The tattooist came down the stairs when it was morning. He looked at her thighs.

“You’re an artist,” he said.

“The agony and the ecstasy?” she said. “I’m my own Sistine Chapel.” She held up the needle. “Will you do my back?”

“Why?”

“I have to remember,” she said.

“But wasn’t it nice before?” he said. “When you knew nothing?”

She shook her head. “I knew nothing when I was two years old and look what happened.”

“You hardly scab,” he said.

“I go straight to scarring,” she said.

She took off her shirt and camisole. She didn’t care if he saw her. He made holes in her back and let the ink soak in, making the memories permanent. They could be wiped from her brain but not from her skin.

“What have you drawn?” she asked when he paused.

“Can’t you tell?” he said. “Don’t you remember being a kid in the bathtub with your brother or sister? You’d wipe the other guy’s back and then put soap on it and draw, usually words, and the other person would have to guess.”

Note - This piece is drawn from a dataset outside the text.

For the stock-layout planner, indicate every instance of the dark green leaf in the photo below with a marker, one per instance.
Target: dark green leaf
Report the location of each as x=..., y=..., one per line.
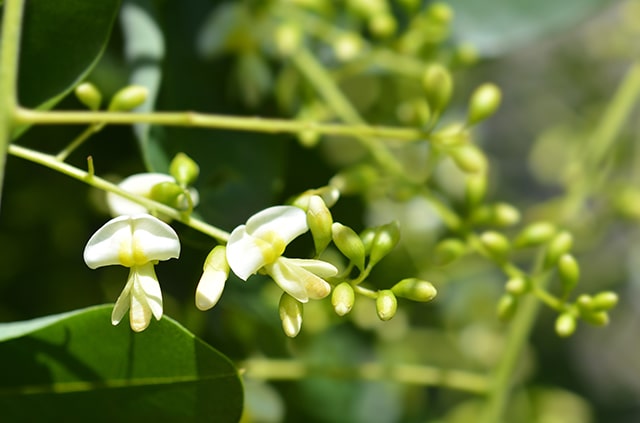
x=77, y=367
x=61, y=42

“I didn’t have any brothers and sisters,” she said. “But I do remember a cousin, Mary, and we played together. Sometimes we took baths together, when we were real little and we’d do that. Yes, I remember now.” It had been nice to touch her and to be touched by her. They were each the other’s drawing boards. They got water and soap everywhere. “We floated little plastic ships in the water and pretended we were seeing the world.”

“That’s what I put on your back,” he said.

She got up and went into the bathroom where there was a full-length mirror and looked at herself. Two girls stood on a sailing ship. They held hands and waved to the mermaids in the water. The ship bobbed in the waves. A flag with a rose on it flapped in the breeze.

Rose smiled. Some of the memories were good.

She went back into the room where the tattooist sat.